In case you were wondering what the optimal strategy is if you live in Illinois:

https://twitter.com/justkarl/status/707309429620801536

move to a different state.

Ernst Schreiber
Ernst Schreiber
Tuesday, March 8, AD 2016 4:03pm

Now that the floodgates are opened: You know what the strongest ticket would be to overcome the polarization /enthusiasm gap through base turnout?
.
. . . wait for it . . .
.
Trump/Cruz
.
(particularly if the GOPe presses ahead with their brokered convention strategy)

David Spaulding
David Spaulding
Tuesday, March 8, AD 2016 4:07pm

Anzlyne, it isn’t that Cruz cut a bad immigration deal, it is that he sponsored a bill that was so awful that everyone involved should be unemployable.

The bill was horribly constructed, both internally and externally inconsistent. It referenced sections of law that have been abolished, or would be by the bill itself. It included provisions that barred immigration authorities from pursuing fraudulent filers, from using statements and documents presented in other proceedings, and circumventing security checks. It even included a provision for waiving ALL fraud… Not just fraud in filing for Amnesty but all fraud… Of every type.

Now, I know that holding together a 1000+ page text is a challenge and I am well aware that most legislators have about as much to do with legal drafting as I have over car repair, once the vehicle is in the garage BUT, Rubio was charged with serving our interests and either should have known or did know that the bill was so very bad.

Do we ignore such derelictions of duty under a rubric of “yeah, but he can beat our opponents?”

I just don’t think saying “I should have mad a different deal, sorry… My bad” covers it.

Pinky
Pinky
Tuesday, March 8, AD 2016 4:41pm
Ernst Schreiber
Ernst Schreiber
Tuesday, March 8, AD 2016 7:16pm

I guess an essay that bemoans mid 20th century anti-catholic rhetoric about divided/subverted loyalties of Catholics before going on to employ precisely the same kind of rhetoric could be described as provacative.

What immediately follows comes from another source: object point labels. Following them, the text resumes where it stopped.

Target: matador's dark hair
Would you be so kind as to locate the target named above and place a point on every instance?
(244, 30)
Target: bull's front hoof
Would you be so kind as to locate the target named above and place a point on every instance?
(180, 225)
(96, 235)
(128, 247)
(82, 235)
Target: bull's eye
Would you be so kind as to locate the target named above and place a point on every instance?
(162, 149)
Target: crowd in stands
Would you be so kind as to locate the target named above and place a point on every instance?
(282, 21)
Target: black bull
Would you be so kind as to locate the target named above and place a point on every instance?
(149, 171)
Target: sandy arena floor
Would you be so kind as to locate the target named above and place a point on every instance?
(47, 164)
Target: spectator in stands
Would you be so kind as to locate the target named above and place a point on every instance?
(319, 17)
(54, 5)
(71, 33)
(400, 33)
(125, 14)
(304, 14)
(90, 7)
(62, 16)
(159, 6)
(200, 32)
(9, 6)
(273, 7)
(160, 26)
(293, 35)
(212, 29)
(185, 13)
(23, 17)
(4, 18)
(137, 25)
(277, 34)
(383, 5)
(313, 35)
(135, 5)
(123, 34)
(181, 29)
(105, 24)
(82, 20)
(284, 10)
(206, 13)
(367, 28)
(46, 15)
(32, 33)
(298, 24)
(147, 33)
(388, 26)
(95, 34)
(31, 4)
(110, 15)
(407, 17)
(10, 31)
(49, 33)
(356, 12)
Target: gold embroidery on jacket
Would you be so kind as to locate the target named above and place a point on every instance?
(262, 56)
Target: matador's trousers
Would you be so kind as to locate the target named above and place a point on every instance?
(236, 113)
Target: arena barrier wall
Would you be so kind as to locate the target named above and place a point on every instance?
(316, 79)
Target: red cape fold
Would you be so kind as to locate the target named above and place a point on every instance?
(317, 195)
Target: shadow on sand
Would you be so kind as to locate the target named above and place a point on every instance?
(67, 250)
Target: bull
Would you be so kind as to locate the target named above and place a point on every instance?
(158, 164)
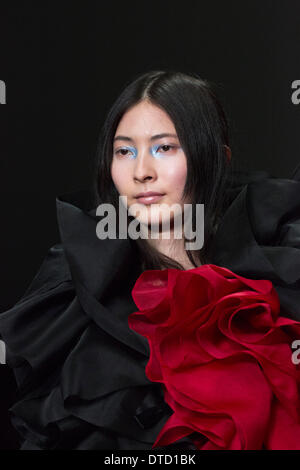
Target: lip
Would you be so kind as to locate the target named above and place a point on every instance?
(149, 197)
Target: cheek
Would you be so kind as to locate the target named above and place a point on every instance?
(119, 177)
(175, 176)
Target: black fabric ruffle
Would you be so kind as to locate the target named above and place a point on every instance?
(80, 370)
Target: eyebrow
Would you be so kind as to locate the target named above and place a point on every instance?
(153, 137)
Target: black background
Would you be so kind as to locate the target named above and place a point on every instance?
(64, 64)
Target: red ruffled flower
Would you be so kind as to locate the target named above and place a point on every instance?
(223, 354)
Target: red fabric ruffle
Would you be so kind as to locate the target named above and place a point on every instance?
(224, 356)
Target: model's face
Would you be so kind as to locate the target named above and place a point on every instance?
(145, 159)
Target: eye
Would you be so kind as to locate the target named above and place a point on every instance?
(123, 152)
(165, 147)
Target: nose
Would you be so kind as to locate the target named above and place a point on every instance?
(144, 168)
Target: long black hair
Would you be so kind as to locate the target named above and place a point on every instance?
(202, 130)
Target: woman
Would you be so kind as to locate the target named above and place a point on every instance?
(122, 343)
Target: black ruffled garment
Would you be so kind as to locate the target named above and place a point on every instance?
(80, 369)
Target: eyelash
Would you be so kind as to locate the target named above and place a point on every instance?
(117, 152)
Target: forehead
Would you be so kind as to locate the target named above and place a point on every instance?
(145, 119)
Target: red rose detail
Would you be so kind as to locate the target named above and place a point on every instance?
(223, 353)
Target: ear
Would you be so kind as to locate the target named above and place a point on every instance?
(228, 152)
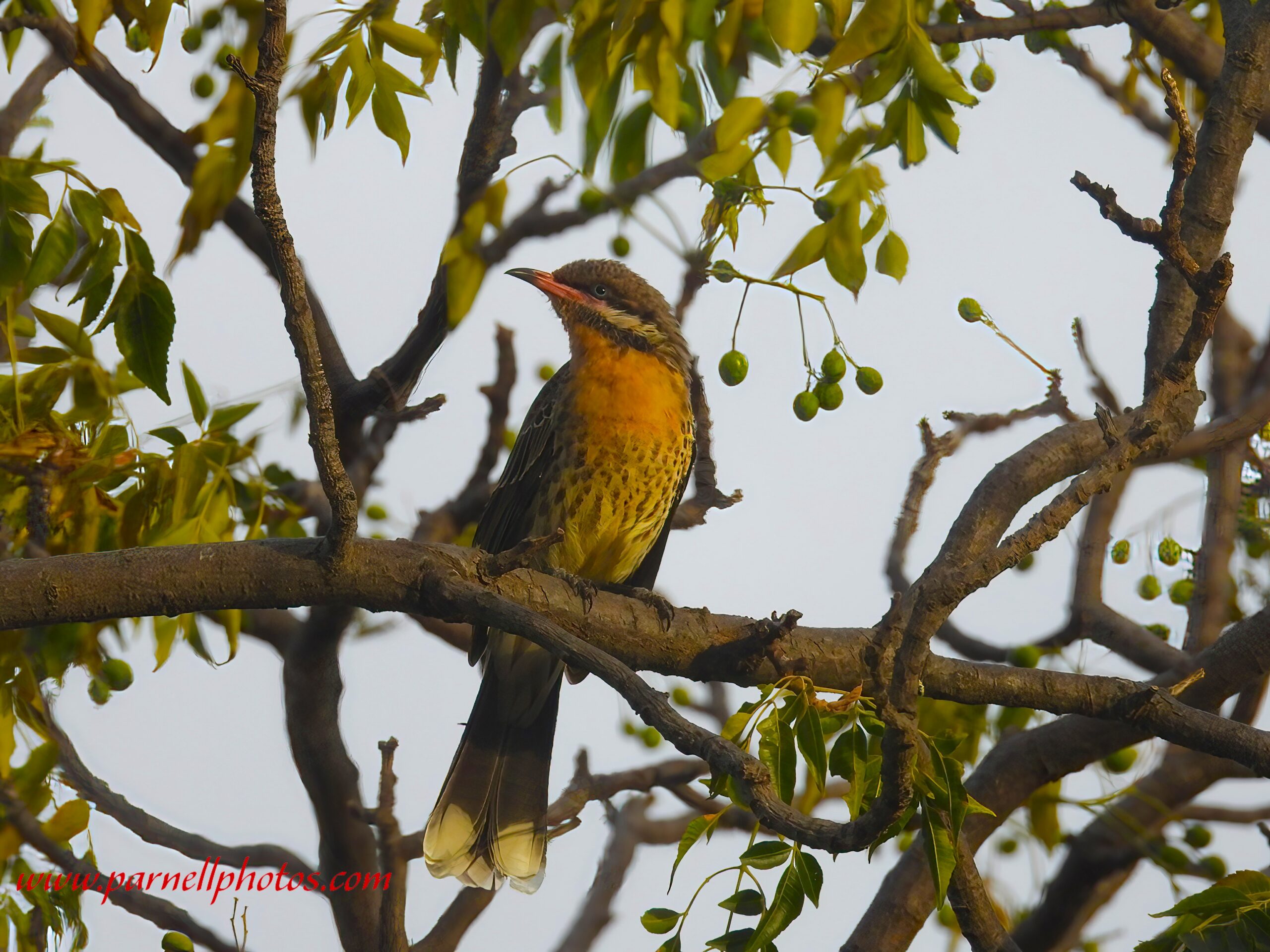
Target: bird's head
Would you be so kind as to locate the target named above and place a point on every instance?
(611, 298)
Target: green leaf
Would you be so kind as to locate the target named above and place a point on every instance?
(738, 122)
(810, 874)
(225, 416)
(745, 903)
(194, 391)
(766, 855)
(144, 319)
(631, 143)
(792, 23)
(872, 31)
(811, 743)
(54, 250)
(171, 434)
(785, 908)
(892, 257)
(940, 852)
(776, 749)
(659, 921)
(65, 332)
(808, 250)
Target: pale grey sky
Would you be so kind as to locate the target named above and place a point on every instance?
(205, 748)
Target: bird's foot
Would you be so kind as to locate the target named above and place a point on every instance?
(583, 588)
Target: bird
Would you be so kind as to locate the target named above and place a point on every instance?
(605, 455)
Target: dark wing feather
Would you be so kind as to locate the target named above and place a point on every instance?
(645, 573)
(508, 515)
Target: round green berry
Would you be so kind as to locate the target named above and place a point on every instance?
(203, 85)
(1213, 867)
(868, 380)
(137, 37)
(99, 691)
(117, 673)
(1121, 761)
(983, 78)
(804, 119)
(969, 310)
(592, 201)
(1198, 835)
(1024, 656)
(806, 405)
(785, 102)
(833, 367)
(733, 367)
(828, 395)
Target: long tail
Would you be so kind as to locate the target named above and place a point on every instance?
(488, 823)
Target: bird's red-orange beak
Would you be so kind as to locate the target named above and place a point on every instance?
(548, 285)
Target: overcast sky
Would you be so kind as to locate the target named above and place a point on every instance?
(205, 748)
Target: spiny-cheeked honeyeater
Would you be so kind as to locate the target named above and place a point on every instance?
(605, 455)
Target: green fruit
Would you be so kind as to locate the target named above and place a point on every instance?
(828, 395)
(969, 310)
(592, 201)
(804, 119)
(733, 367)
(99, 691)
(785, 102)
(723, 271)
(1121, 761)
(137, 37)
(1024, 656)
(1198, 835)
(806, 405)
(117, 673)
(983, 78)
(1173, 858)
(833, 367)
(868, 380)
(1213, 867)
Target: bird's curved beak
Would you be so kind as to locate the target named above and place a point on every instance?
(548, 285)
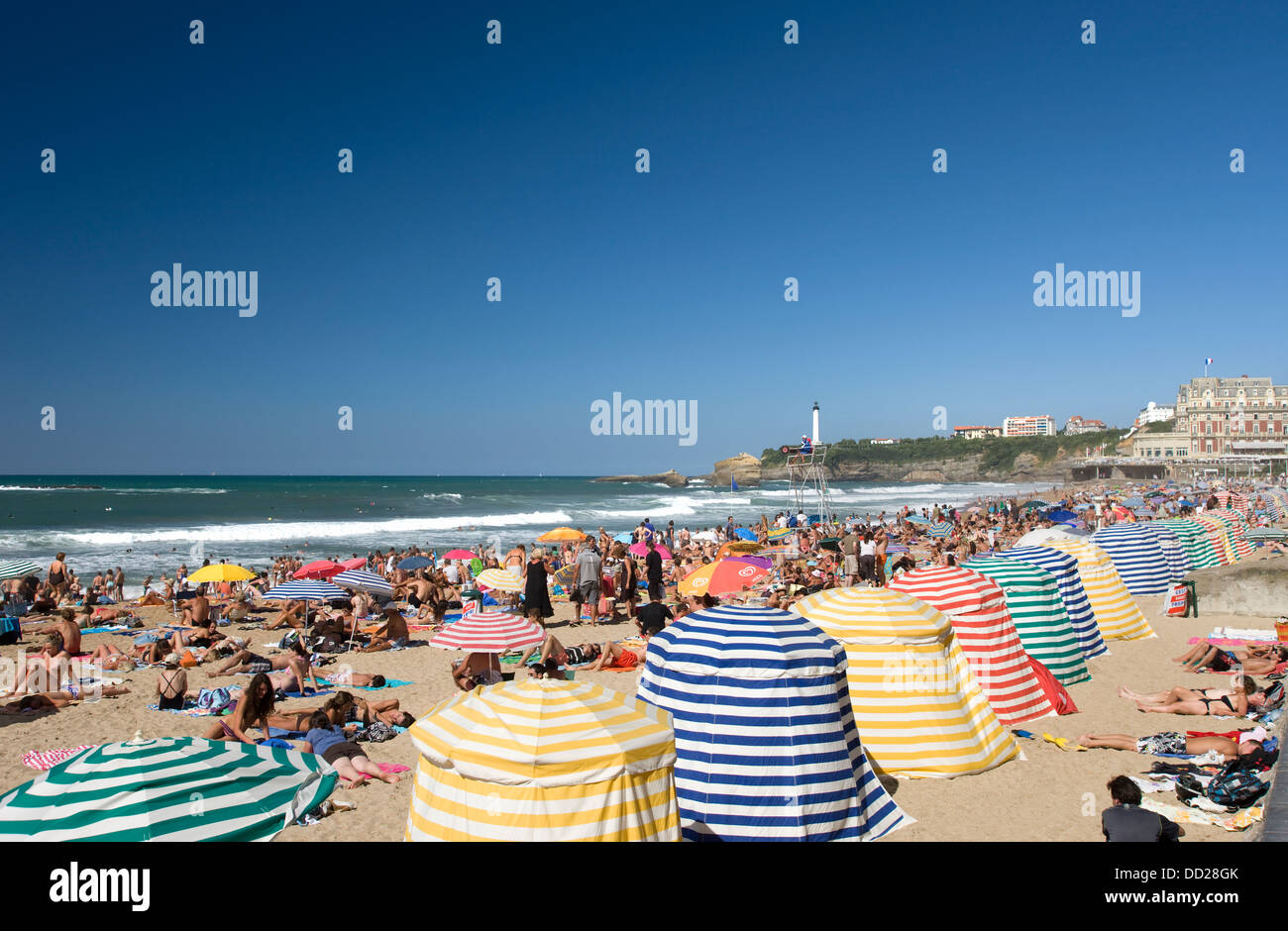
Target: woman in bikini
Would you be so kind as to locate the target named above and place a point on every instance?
(1256, 661)
(1215, 702)
(171, 685)
(253, 708)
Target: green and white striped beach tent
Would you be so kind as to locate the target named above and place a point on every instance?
(170, 788)
(1196, 540)
(1033, 597)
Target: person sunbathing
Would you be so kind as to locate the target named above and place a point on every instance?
(1215, 702)
(291, 614)
(288, 672)
(477, 669)
(111, 659)
(349, 759)
(1254, 661)
(196, 613)
(52, 700)
(617, 657)
(171, 685)
(391, 634)
(252, 708)
(1176, 745)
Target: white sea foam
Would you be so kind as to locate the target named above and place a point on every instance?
(303, 530)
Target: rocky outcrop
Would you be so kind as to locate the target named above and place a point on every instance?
(1252, 587)
(958, 468)
(743, 467)
(669, 478)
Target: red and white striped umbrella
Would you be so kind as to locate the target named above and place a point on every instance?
(977, 607)
(489, 633)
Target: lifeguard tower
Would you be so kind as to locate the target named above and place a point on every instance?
(806, 475)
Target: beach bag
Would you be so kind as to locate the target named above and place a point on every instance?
(214, 699)
(377, 732)
(1235, 787)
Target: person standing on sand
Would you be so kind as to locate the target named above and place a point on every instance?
(653, 571)
(589, 569)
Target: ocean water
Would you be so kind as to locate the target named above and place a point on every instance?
(149, 524)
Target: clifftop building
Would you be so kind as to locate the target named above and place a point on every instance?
(977, 432)
(1041, 425)
(1218, 412)
(1076, 425)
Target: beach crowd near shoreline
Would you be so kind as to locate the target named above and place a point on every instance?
(333, 684)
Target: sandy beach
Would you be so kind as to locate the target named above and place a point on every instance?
(1052, 794)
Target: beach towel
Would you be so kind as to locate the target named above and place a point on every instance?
(1184, 815)
(48, 759)
(1055, 691)
(189, 711)
(390, 768)
(389, 684)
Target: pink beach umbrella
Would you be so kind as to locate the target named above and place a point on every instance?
(320, 569)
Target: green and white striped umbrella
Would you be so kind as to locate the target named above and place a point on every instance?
(170, 788)
(17, 569)
(1033, 597)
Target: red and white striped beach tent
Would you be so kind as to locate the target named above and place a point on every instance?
(977, 607)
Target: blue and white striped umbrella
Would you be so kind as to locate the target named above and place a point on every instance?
(1137, 557)
(304, 590)
(1177, 559)
(364, 581)
(18, 569)
(765, 742)
(1064, 567)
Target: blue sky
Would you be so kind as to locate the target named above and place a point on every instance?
(518, 161)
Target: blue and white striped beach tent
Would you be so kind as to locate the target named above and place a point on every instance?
(765, 742)
(1064, 567)
(1136, 556)
(1173, 552)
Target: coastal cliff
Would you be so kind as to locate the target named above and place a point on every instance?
(970, 467)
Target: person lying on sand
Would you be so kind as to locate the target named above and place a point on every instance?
(67, 629)
(1172, 743)
(111, 659)
(477, 669)
(288, 672)
(1215, 702)
(291, 614)
(252, 708)
(40, 702)
(391, 634)
(1254, 661)
(335, 746)
(171, 685)
(617, 657)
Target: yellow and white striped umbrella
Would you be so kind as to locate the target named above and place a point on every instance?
(501, 579)
(544, 760)
(562, 535)
(918, 710)
(1117, 613)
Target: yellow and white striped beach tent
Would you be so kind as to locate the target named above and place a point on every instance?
(544, 760)
(1117, 613)
(918, 710)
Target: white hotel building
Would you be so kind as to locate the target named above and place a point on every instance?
(1042, 425)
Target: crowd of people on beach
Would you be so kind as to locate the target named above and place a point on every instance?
(636, 574)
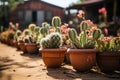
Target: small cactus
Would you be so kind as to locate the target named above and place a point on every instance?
(84, 26)
(17, 34)
(86, 38)
(31, 27)
(28, 39)
(56, 21)
(53, 40)
(96, 34)
(72, 34)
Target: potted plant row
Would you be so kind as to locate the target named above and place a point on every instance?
(51, 45)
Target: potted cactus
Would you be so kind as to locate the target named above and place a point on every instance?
(22, 40)
(108, 57)
(17, 34)
(31, 44)
(83, 54)
(51, 46)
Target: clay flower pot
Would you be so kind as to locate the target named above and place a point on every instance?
(108, 61)
(53, 57)
(32, 48)
(22, 47)
(82, 59)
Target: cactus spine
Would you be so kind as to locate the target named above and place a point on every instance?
(53, 40)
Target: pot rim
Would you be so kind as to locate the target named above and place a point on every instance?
(82, 50)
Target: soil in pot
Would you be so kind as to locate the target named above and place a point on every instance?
(53, 58)
(82, 59)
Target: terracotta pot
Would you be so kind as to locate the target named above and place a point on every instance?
(32, 48)
(82, 59)
(53, 57)
(22, 47)
(108, 61)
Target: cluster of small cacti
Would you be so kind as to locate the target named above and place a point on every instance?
(86, 38)
(17, 34)
(108, 44)
(53, 40)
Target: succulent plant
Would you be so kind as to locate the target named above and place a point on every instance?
(53, 40)
(45, 29)
(26, 32)
(108, 44)
(17, 34)
(86, 38)
(31, 27)
(56, 21)
(28, 39)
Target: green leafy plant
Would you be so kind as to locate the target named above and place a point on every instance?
(108, 44)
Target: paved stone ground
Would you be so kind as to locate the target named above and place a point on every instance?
(16, 66)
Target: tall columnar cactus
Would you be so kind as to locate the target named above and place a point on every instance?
(53, 40)
(56, 21)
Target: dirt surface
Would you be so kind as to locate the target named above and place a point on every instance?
(14, 65)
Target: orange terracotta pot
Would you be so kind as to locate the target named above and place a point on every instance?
(22, 47)
(32, 48)
(53, 57)
(82, 59)
(108, 61)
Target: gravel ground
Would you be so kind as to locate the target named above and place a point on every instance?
(14, 65)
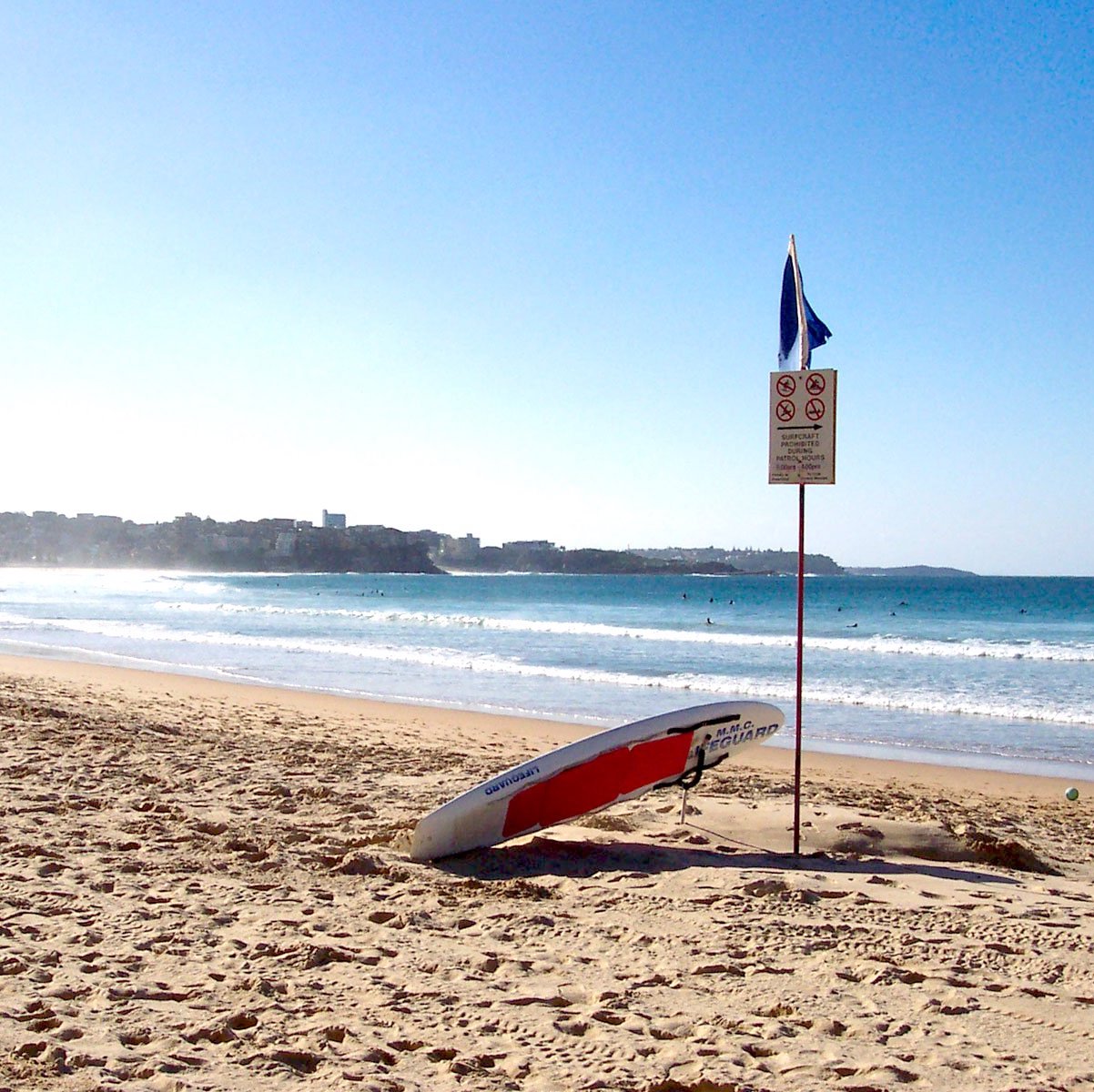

Lucius Quinctius Cincinnatus
Tuesday, March 8, AD 2016 7:34pm

Good post. Good comments. BTW, Cruz is a Seven Mountains Dominionist. He believes in a sort of Baptist theocracy. Visions of Oliver Cromwell come to mind. Maybe that is what we need. The Catholic Church in America (as well as the Vatican from the Seat of Peter on down) needs a drastic pruning (Romans 11). I am not saying Cruz would do that. But he is a Protestant fundamentalist.

Ernst Schreiber
Ernst Schreiber
Tuesday, March 8, AD 2016 7:55pm

He’s also a Constitutionalist who respects Freedom of Religion. Unlike the current occupant of the Whitr House or either of his would-be successors on the Democrat side.

Lucius Quinctius Cincinnatus
Tuesday, March 8, AD 2016 8:04pm

That’s what I am hoping for, Ernst, but even if he is a theocrat I would vote for him just to see Democrats go into stroke on his winning.